ComedyNorth WestReviewStand Up

David Baddiel: My Family, Not the Sitcom – The Lowry, Salford

Writer: David Baddiel

Reviewer: Dave Cunningham

Tonight The Lowry could be the setting for an awkward encounter. Back when comedy was said to be the new rock’n’roll  David Baddiel and Rob Rob Newman were the first comedy duo to sell out arenas . But the partnership did not end on friendly terms and tonight both of them are performing at The Lowry. When Baddiel makes passing reference to the partnership it is typical of the tone for My Family: Not the Sitcom that his remarks are truthful but gracious.

Truth and grace are vital elements in Baddiel’s show as it covers topics that many people might think are not suitable subjects for comedy- encroaching illness, infidelity, dysfunctional relatives and moral policing on social media. The manner in which Baddiel reveals that his father, Colin, is suffering from an aggressive form of dementia actually seems unsympathetic. The symptoms of the illness- excessive swearing, mood swings and aggression – are , explains Baddiel, so characteristic of his father that the diagnosis is closer to a description.     

Baddiel links the eccentric and, frankly, weird side of his family to the wider theme of how truth does not conform to social boundaries. The focus of My Family: Not the Sitcom is Baddiel’s late mother, Sarah, a woman so incapable of observing boundaries that she revealed, in passing and on-camera, that her father coped with his wife’s lack of interest in sex by employing prostitutes.  Sarah not only had a decades-long extramarital affair she was so indiscreet that she littered the house with clues about her infidelity, invited her lover to family gatherings and even copied her sons into e-mails sent to him.

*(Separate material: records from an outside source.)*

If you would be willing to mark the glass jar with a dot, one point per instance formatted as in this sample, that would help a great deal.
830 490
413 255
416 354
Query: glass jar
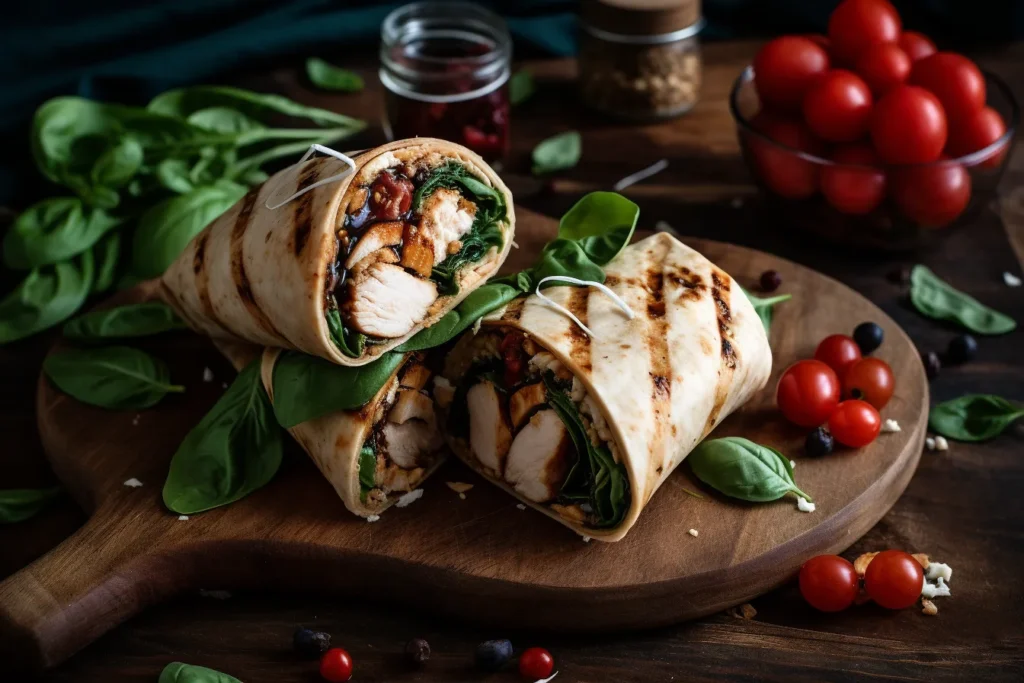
641 60
444 67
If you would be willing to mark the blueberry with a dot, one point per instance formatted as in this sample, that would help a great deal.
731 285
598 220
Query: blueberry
819 442
310 643
868 337
494 654
961 349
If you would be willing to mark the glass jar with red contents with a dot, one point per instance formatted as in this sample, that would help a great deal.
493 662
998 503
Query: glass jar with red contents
444 67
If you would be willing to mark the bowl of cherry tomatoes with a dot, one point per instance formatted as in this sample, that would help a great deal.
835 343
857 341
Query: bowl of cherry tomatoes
870 135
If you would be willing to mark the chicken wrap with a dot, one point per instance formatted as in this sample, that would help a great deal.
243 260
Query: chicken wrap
584 419
349 268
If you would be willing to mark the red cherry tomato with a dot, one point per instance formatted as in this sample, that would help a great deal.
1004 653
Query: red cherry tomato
838 108
785 68
954 80
908 126
883 67
856 25
854 423
536 664
781 170
894 580
828 583
808 392
336 666
916 45
932 195
855 184
977 132
870 380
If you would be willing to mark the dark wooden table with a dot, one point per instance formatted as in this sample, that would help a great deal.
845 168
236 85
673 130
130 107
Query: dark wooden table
964 506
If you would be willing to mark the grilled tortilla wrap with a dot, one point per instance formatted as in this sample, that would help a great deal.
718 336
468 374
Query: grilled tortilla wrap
351 268
374 455
586 429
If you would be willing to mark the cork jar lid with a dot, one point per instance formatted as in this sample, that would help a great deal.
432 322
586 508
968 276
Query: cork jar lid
640 17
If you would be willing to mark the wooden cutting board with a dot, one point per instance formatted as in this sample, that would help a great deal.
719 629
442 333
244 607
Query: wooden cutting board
480 558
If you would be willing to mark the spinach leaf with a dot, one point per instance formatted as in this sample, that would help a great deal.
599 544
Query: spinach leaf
233 451
934 298
557 153
329 77
520 87
136 319
46 296
20 504
165 229
307 386
764 307
974 417
52 230
186 673
114 377
739 468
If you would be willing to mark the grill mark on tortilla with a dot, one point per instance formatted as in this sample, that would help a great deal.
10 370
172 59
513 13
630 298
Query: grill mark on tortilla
242 283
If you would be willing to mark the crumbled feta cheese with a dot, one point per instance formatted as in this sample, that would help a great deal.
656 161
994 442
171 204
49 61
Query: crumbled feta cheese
890 426
409 499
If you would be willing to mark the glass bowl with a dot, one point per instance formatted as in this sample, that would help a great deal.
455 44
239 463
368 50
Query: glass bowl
921 202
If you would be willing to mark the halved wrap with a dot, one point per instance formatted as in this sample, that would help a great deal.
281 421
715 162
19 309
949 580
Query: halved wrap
352 268
586 429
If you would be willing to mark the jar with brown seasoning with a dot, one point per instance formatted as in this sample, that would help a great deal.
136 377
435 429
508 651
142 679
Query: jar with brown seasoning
640 59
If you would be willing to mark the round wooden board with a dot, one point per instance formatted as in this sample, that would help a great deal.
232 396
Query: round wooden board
479 558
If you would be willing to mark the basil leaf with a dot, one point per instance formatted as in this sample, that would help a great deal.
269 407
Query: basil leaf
307 386
557 153
935 298
764 307
520 87
165 229
177 672
602 223
235 450
329 77
974 417
52 230
739 468
136 319
20 504
114 377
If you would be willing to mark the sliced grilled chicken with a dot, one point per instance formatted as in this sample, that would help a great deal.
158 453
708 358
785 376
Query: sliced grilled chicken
376 237
488 431
541 457
522 402
385 301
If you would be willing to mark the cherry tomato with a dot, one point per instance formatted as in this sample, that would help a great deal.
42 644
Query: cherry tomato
856 25
954 80
536 664
336 666
883 67
781 170
894 579
908 126
977 132
932 195
785 68
838 108
808 392
828 583
870 380
916 45
854 423
855 184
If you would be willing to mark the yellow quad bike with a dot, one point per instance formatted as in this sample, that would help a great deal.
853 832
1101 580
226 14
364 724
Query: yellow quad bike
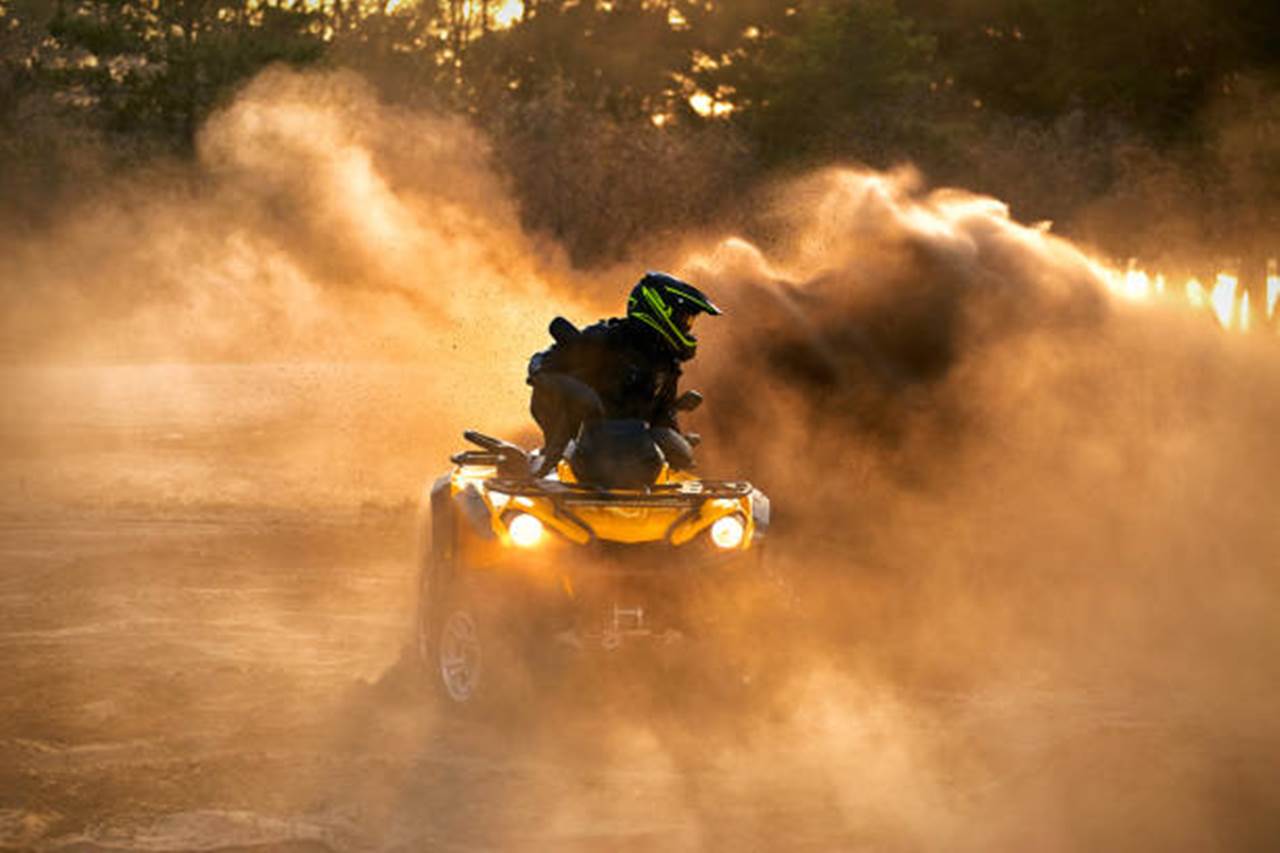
521 575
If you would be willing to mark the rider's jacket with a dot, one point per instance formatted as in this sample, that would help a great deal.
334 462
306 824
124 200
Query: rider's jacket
626 363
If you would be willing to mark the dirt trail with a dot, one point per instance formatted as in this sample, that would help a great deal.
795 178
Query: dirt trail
209 674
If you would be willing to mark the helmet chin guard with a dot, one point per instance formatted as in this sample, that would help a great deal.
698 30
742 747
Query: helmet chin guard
667 305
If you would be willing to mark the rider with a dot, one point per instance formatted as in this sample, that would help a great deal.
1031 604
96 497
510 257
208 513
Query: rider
621 368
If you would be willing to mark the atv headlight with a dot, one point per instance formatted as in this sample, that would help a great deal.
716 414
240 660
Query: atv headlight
525 530
728 532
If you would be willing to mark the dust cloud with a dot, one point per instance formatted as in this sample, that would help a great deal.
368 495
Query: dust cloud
1029 528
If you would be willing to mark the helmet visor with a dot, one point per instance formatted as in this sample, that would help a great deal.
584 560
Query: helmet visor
684 322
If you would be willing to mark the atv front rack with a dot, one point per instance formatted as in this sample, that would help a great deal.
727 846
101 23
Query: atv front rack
658 495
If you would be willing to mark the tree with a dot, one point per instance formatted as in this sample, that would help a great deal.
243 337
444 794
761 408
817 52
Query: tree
159 65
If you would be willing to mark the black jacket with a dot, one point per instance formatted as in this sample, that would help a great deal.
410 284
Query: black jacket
625 361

Baddiel’s show has been around for some time but has only now reached the regions. Since its inception, there has been a bit of a backlash against comedians who use their personal life crisis as the basis for their material. Stewart Lee in particular, has expressed mock sympathy for his peers who turn their personal pain into their acts. Baddiel tackles this criticism head-on making the show into a tribute to the way in which his mother embraced the richness of life. Rather than emphasise the traumatic effect of his mother’s affair Baddiel takes an affectionate if baffled approach. This cannot be easy as he shares the first name of Sarah’s lover and she was given to shouting it aloud during orgasm. By the time he reached his teens, Baddiel says, he knew better than to reply. 

My Family: Not the Sitcom is not conventional stand up. The stage looks like it has been set up for a play with walls papered as in a family home and decorated with framed photographs.  Extensive use is made of filmed excerpts from Baddiel’s televisions shows but for once this does not feel like cheating as his hilarious commentary makes the clips an essential part of the live show.

My Family: Not the Sitcom is so carefully constructed that it resembles a novel in the way that links are made between points raised at an earlier stage. Baddiel reveals the authorities in Nazi Germany specified the names that Jewish parents could give their children so that ‘Sarah’ was not actually his mother’s name. He later discloses the name on her birth certificate meant’ pious ‘and encourages the audience to share his sense of victory at the way Sarah’s lifestyle mocked her oppressors.

 Baddiel opens the show by ruminating on how social media has made people hyper-sensitive and liable to take offence even where none is intended. My Family: Not the Sitcom is Baddiel’s response – a warm, affectionate and perceptive look at how occasionally risking causing offence allows one to experience the richness of life and is a moving tribute to his parents.